MADD's source for that claim is a book, so it's difficult to verify. But is seems to clash with other available evidence. For example, as this report (PDF) from Frontier Centre for Public Policy notes:
• A 1995 Calgary Police Service report on liquor-store crime (crimes per liquor store) claims to dispel “the myth that privatization of liquor businesses has increased the rate of crime.”
• A 2003 Calgary Police Service report also found that the rate of liquor-store crime actually went down in Calgary following privatization. Moreover, there is no evidence that underage drinking is higher in Alberta or lower in Saskatchewan than in the other provinces.
MADD's report also relies heavily on a study from the University of Victoria which claims:
...those areas with more private stores than government-run stores had significantly higher rates of alcohol-related deaths involving local residents.
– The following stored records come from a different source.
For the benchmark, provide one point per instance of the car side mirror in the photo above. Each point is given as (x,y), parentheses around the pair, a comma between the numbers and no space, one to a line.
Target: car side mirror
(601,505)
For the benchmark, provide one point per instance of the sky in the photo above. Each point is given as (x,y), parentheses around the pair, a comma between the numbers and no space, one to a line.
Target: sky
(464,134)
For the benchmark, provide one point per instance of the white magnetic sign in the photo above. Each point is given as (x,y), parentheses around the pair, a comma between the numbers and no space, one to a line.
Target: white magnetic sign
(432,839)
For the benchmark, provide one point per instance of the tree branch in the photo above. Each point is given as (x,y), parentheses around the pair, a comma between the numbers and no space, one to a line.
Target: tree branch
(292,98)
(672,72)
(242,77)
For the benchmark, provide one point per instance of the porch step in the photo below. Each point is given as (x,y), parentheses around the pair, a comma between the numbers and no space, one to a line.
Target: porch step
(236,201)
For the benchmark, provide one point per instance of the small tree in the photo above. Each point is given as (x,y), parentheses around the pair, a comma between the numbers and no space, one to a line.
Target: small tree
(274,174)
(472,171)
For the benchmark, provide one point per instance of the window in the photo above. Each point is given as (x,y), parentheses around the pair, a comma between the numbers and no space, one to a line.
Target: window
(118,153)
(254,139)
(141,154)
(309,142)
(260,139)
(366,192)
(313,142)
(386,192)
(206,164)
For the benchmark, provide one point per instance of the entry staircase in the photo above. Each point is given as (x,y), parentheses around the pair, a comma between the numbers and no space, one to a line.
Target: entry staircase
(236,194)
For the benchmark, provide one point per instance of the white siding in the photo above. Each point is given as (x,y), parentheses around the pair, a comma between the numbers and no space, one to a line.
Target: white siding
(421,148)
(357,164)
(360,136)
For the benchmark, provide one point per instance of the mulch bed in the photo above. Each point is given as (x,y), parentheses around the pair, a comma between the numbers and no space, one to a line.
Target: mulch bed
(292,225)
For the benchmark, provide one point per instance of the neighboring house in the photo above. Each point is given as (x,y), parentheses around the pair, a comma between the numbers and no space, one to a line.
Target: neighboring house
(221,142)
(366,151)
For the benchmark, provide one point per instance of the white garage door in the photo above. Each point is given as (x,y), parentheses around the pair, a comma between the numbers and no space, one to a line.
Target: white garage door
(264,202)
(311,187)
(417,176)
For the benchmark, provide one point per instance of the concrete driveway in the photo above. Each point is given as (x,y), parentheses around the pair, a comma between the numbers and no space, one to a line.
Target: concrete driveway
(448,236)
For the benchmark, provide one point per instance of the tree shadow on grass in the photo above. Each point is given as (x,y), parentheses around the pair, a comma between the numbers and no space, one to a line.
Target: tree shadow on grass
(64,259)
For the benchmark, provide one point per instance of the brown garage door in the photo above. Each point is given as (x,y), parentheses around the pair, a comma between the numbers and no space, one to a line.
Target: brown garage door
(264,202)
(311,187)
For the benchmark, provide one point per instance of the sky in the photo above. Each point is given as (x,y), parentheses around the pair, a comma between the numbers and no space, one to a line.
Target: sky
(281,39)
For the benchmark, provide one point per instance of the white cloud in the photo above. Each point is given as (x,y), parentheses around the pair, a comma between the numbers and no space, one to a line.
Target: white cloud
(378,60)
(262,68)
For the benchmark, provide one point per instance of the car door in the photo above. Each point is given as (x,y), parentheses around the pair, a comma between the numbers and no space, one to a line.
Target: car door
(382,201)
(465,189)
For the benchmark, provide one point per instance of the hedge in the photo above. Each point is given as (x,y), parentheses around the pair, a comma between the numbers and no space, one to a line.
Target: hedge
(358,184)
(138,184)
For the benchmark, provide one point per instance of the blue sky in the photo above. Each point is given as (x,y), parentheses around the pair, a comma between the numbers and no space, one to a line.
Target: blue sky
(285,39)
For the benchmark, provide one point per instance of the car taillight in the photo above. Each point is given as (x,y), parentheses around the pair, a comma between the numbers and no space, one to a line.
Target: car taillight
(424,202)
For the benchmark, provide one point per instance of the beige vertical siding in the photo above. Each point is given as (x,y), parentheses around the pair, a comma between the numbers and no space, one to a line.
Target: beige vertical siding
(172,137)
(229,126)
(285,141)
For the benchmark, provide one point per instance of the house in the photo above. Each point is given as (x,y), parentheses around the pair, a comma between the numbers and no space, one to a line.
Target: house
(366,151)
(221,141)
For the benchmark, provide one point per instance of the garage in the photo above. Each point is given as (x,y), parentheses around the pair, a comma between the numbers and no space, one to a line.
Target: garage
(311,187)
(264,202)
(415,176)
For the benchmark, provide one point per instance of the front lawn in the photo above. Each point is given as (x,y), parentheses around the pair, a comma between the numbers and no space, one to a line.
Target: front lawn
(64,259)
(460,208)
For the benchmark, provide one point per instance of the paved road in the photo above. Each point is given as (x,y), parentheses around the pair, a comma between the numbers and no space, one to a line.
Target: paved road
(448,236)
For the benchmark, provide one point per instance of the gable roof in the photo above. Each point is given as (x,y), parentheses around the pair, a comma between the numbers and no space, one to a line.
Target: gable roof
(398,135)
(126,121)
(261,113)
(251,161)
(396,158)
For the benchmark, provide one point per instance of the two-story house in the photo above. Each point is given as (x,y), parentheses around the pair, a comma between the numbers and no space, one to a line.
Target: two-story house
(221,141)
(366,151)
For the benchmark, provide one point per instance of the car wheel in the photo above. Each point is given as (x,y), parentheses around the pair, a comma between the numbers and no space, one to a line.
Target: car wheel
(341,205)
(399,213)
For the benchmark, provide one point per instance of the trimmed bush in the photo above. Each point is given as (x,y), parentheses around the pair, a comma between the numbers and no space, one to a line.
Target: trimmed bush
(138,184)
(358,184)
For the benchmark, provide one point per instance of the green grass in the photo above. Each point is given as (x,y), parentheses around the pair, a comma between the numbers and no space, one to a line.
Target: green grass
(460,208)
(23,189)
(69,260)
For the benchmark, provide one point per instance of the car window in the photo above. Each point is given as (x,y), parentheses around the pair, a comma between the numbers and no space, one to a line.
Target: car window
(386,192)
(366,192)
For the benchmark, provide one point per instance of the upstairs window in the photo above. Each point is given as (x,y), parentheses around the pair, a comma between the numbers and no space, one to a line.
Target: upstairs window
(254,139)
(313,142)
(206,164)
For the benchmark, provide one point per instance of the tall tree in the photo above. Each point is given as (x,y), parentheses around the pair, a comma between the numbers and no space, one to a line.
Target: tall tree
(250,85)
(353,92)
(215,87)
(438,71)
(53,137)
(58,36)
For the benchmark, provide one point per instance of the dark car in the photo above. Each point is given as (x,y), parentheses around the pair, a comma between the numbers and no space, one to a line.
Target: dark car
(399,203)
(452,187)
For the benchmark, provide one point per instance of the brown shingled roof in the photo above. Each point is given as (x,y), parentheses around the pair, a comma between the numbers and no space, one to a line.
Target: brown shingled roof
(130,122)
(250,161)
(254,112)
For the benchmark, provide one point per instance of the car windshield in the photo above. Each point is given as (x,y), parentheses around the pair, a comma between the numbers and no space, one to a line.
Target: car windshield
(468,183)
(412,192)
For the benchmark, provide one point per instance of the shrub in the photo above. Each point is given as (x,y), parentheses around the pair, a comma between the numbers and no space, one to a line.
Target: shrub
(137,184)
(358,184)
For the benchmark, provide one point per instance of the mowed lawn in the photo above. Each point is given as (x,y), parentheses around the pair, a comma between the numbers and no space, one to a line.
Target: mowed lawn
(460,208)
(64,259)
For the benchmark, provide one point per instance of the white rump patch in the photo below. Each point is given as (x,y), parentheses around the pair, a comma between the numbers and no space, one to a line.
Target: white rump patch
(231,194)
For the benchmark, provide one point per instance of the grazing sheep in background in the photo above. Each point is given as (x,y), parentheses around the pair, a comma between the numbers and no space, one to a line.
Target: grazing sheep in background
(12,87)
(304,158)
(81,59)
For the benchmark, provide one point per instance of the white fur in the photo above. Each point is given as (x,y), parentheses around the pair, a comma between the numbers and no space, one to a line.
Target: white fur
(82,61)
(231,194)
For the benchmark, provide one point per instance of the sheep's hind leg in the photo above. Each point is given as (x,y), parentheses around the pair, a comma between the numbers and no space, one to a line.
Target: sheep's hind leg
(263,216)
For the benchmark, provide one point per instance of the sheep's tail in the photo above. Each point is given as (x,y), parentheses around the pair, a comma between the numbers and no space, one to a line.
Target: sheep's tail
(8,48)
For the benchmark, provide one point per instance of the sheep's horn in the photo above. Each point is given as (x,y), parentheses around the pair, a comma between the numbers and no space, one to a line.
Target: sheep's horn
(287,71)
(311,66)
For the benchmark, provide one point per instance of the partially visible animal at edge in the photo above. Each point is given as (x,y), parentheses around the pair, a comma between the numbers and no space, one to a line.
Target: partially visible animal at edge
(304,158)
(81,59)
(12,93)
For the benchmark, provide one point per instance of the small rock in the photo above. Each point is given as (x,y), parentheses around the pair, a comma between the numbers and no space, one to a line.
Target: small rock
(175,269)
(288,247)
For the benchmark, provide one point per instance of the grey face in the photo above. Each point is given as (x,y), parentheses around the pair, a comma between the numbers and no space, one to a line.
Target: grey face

There was a 27.5% increase in alcohol-related deaths for every extra private liquor store per 1,000 British Columbians.
But this analysis found several problems with that study:
...Unfortunately, the study was filled with multiple testing and weak explanations for the whole data set, rather than small subsets. The study failed to provide the data and information necessary to validate its conclusions, leading us at best to say that the results might be true or they might be spurious. Rather than swallowing whole a tale by which market forces can greatly influence deaths from drinking, the media ought to have looked more closely: they would have found more questions than answers about alcohol deaths and its relationship to alcohol prices.
In fact, as noted here, the argument that increased availability of alcohol leads to increased harm is based on some rather weak evidence. Given that, and given what MADD itself has observed about the experiences in Saskatchewan and Germany, this focus on alcohol retail models is a major distraction from what is supposed to be their primary focus: fighting impaired driving.
As MADD has tried to argue elsewhere, they are not opposed to drinking per se, but rather it is impaired driving that they oppose. This campaign in support of government monopolies, however, suggests otherwise. As MADD has noted with respect to Germany, higher rates of consumption are not necessarily correlated with higher rates of consumption. Therefore the argument that MADD is being proactive simply doesn't wash. If a responsible consenting adult realizes that impaired drving is wrong, then it matters not where he buys his booze or how much he pays for it. If he's not getting behind the wheel, it shouldn't really be of concern to MADD - unless they really are neoprohibitionist.